Experimental and ab initio study of a new D 1Deltag state of the C3 radical.

We report here the first observation of the D (1)Delta(g) state of the C(3) radical, which provides the first comprehensively analyzed example of the dynamic Renner-Teller splitting in Delta symmetry. Two color double resonance spectroscopy via the A (1)Pi(u) state was employed to experimentally probe an extensive range of vibronic levels in this D (1)Delta(g) state, covering all three modes of vibration of C(3). The analysis was supported by ab initio potential energy surface calculations on the C(3) radical to outline the lowest eight singlet electronic states. Two methods were used to analyze the Renner-Teller effect.
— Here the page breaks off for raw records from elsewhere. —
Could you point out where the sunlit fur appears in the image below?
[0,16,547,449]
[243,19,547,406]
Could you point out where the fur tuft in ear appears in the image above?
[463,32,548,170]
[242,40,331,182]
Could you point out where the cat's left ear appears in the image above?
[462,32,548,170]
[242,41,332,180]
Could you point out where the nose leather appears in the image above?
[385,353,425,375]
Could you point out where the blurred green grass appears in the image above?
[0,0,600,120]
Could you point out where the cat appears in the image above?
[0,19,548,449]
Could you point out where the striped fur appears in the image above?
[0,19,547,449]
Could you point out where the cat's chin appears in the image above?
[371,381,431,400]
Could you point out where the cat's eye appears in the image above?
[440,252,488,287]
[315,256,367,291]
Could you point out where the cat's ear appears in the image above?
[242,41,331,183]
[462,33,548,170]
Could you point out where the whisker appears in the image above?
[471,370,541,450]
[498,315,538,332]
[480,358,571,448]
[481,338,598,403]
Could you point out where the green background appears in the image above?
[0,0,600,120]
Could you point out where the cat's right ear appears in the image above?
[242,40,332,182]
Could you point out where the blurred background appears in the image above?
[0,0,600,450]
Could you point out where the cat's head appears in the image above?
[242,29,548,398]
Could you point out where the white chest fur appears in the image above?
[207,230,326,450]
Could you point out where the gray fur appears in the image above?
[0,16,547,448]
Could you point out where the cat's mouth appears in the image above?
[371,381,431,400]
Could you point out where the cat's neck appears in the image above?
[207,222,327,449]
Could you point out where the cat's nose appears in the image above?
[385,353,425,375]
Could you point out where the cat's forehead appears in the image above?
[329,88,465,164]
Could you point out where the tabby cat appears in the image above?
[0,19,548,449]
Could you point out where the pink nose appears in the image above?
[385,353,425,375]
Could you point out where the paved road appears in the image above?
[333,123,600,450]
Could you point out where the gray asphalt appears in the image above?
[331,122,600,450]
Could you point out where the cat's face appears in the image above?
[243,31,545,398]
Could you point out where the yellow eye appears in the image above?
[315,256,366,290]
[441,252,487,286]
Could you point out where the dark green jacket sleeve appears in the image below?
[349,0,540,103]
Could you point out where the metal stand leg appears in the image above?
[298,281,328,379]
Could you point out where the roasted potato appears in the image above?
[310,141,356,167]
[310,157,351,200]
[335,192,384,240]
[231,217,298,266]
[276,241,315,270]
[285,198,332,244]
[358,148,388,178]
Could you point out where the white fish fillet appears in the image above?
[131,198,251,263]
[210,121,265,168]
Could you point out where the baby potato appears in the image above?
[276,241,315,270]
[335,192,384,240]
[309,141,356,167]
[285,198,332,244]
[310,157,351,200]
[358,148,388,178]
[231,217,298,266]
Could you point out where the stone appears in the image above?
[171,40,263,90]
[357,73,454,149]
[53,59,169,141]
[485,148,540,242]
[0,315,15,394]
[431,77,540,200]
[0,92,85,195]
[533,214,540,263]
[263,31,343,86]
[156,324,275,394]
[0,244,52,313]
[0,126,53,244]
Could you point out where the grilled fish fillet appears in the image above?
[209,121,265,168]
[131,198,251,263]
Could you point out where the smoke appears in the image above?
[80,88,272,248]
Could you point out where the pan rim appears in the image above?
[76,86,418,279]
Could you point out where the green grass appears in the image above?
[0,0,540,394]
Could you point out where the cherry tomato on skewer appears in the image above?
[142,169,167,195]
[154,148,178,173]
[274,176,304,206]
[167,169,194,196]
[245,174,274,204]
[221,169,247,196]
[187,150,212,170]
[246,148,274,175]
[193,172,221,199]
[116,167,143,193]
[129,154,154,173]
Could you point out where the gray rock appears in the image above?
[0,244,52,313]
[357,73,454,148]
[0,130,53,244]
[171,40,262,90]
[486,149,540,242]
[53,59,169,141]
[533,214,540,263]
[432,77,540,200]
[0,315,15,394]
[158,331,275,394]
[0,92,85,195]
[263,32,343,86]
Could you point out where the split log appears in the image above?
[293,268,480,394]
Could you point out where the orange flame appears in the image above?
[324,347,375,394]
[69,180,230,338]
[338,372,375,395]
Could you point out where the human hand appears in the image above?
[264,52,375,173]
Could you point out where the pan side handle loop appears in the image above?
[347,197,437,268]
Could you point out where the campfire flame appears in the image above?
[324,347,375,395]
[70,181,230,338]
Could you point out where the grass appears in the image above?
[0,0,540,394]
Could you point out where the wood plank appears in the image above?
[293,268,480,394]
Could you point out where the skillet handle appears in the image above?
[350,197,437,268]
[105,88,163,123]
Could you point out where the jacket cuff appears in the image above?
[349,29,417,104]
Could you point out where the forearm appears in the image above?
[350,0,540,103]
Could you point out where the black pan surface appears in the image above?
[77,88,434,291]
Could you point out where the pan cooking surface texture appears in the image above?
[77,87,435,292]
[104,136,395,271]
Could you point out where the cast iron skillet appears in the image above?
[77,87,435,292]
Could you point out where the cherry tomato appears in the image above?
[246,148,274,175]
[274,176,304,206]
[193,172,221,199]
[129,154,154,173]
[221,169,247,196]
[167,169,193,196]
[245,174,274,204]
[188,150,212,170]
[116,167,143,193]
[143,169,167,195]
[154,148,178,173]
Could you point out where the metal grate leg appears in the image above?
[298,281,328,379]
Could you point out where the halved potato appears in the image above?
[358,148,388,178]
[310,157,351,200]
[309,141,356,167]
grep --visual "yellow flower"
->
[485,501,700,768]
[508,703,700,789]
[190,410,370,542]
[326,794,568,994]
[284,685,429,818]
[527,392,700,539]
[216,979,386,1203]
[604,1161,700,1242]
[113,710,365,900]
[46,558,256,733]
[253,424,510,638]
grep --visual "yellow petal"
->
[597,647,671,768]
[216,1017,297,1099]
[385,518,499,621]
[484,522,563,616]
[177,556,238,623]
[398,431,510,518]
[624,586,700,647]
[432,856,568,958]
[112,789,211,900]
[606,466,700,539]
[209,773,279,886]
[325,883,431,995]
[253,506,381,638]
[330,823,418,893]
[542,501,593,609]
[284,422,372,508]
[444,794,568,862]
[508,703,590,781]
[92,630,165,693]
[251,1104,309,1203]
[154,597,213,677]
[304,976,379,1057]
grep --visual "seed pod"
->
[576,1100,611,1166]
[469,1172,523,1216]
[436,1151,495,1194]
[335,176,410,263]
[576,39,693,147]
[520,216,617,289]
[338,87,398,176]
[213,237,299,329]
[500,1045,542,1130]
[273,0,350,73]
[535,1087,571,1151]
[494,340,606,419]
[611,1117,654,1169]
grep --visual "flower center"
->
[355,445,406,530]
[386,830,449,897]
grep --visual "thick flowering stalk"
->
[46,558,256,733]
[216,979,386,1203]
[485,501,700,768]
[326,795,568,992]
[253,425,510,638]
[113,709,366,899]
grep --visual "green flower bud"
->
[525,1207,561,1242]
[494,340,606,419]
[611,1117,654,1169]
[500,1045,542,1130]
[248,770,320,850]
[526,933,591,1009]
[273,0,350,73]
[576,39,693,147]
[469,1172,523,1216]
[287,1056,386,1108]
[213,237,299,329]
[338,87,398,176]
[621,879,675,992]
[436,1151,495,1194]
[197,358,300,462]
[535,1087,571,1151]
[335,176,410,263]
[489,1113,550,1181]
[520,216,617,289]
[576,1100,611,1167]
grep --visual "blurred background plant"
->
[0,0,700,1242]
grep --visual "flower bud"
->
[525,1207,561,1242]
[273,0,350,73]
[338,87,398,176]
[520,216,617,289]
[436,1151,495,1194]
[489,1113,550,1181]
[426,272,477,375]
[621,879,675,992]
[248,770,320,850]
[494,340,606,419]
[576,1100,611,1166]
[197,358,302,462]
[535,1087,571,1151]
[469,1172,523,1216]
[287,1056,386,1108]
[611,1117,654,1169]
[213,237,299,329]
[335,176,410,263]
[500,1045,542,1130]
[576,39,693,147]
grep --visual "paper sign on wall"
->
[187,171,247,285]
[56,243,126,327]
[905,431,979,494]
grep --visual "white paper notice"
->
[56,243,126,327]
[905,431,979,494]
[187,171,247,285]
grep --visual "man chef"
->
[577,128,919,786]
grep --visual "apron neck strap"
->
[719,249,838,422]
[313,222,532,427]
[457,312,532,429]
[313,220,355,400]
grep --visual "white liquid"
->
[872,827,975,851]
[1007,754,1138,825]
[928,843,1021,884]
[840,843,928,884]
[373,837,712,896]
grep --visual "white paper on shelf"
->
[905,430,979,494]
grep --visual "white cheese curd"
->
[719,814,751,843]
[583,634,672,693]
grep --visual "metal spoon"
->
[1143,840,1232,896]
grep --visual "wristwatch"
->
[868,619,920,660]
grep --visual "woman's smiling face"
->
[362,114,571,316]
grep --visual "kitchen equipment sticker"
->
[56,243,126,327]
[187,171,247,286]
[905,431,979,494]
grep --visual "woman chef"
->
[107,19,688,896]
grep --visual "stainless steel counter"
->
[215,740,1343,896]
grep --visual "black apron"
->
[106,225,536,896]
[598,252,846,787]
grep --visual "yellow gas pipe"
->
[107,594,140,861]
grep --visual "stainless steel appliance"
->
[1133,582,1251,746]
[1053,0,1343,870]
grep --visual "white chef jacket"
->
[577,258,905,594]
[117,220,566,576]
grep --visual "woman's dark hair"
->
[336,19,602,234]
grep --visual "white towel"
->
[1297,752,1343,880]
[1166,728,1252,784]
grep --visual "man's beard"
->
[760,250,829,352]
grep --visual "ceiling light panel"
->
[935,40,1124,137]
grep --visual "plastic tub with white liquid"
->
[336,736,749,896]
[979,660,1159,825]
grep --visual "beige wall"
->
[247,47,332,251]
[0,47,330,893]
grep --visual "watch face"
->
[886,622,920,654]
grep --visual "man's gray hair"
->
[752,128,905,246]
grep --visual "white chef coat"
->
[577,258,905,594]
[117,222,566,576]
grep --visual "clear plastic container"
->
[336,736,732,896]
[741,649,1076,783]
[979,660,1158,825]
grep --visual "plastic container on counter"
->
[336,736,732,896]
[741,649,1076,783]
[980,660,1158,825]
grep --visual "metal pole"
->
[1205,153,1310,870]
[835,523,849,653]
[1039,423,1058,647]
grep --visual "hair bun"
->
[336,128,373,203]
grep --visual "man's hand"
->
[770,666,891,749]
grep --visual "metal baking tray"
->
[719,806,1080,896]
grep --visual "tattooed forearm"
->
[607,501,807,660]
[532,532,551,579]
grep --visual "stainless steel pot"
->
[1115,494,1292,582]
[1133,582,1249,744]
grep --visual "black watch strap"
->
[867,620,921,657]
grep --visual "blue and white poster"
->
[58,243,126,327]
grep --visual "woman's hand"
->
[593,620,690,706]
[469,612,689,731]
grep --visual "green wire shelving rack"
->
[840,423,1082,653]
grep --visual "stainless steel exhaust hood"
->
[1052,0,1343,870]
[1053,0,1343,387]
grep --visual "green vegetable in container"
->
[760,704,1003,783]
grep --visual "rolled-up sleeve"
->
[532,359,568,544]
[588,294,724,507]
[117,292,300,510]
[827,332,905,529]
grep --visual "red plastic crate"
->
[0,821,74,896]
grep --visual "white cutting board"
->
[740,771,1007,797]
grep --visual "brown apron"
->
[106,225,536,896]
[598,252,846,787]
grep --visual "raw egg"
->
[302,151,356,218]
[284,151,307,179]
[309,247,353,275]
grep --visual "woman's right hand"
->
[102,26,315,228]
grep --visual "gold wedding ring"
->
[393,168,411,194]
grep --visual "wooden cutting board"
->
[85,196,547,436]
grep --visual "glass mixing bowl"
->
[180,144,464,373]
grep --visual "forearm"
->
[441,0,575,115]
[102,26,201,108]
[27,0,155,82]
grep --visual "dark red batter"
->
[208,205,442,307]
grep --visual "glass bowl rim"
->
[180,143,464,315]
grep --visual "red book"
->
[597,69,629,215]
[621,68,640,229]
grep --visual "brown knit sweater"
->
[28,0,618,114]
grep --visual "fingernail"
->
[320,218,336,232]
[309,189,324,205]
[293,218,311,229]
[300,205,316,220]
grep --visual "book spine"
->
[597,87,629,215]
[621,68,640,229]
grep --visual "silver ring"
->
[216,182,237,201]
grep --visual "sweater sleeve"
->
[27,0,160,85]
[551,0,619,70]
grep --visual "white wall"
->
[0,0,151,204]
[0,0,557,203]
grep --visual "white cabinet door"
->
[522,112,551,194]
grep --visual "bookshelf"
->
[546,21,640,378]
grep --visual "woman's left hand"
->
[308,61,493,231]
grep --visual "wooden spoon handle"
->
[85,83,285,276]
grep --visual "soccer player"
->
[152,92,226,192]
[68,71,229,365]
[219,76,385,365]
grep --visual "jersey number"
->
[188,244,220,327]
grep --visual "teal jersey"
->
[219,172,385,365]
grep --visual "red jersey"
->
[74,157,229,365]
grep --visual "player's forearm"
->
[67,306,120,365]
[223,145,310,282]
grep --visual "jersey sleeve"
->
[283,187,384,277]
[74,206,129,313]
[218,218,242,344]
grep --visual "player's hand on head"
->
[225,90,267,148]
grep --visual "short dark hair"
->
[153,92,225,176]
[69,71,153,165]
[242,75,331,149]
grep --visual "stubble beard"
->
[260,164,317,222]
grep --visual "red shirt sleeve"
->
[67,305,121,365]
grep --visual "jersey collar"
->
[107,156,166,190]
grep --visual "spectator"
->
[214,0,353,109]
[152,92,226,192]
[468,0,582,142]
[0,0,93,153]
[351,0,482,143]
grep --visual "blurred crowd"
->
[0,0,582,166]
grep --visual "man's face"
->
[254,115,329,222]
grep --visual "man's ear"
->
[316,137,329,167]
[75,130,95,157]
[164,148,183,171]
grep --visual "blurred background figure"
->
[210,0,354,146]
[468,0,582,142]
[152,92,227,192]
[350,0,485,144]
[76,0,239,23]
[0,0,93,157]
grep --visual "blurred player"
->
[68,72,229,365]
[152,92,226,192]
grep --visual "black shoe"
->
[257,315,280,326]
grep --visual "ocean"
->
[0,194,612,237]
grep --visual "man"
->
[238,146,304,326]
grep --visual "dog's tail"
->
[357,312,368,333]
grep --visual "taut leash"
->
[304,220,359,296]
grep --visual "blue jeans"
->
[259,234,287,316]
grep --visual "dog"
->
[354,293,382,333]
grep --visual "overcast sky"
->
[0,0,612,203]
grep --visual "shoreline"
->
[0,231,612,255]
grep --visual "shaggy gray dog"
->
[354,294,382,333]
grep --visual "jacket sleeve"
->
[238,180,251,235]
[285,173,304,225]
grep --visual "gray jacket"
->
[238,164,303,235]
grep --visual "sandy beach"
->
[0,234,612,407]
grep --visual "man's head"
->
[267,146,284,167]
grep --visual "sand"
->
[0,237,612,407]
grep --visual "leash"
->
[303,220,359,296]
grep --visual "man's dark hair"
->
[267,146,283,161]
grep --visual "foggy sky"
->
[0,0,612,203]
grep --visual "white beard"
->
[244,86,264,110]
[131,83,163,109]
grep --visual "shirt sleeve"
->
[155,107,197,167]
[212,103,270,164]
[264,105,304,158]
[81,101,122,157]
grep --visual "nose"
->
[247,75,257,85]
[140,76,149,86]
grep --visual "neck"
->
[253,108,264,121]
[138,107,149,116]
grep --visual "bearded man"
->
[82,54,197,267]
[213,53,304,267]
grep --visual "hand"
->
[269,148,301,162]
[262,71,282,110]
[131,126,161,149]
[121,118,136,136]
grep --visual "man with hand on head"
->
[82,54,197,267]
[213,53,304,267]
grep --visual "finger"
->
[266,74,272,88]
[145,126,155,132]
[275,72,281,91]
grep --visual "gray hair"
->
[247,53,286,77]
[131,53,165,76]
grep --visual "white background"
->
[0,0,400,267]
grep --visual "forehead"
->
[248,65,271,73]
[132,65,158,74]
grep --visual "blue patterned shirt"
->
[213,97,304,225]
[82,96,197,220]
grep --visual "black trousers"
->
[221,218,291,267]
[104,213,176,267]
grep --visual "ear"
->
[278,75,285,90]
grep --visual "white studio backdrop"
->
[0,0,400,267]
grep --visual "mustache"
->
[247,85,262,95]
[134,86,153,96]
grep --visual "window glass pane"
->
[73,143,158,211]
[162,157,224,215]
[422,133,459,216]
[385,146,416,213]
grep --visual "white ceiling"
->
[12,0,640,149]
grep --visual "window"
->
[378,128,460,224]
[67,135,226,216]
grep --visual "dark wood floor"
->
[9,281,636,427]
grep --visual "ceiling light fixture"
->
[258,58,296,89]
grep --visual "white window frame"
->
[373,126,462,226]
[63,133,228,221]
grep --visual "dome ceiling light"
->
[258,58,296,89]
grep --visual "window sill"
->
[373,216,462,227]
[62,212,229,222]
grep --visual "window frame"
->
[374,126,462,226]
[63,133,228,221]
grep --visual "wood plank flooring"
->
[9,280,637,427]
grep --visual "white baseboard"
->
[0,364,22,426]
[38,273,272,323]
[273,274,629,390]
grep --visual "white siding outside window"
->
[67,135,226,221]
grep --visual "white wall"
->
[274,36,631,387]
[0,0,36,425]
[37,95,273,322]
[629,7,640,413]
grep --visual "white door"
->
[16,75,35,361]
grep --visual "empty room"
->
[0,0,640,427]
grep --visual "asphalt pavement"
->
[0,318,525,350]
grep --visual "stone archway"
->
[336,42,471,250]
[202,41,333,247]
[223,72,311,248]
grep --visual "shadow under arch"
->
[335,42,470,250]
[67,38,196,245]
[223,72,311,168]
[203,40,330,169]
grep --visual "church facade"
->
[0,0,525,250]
The first method is an empirical Hamiltonian based on normal modes, using harmonic oscillator functions as a basis, with Renner-Teller and other terms added as required, which allows conventional vibrational parameters to be determined. The second is a much larger program that uses the exact kinetic energy operator for a triatomic molecule to calculate vibronic energy levels directly from the Renner-Teller pair of potential energy surfaces. Both methods give a good fit to the experimental results, with only a small adjustment to the ab initio surfaces required for the latter. One of the overall conclusions is that the Renner-Teller effect is rather smaller in the D (1)Delta(g) state than in the A (1)Pi(u) state.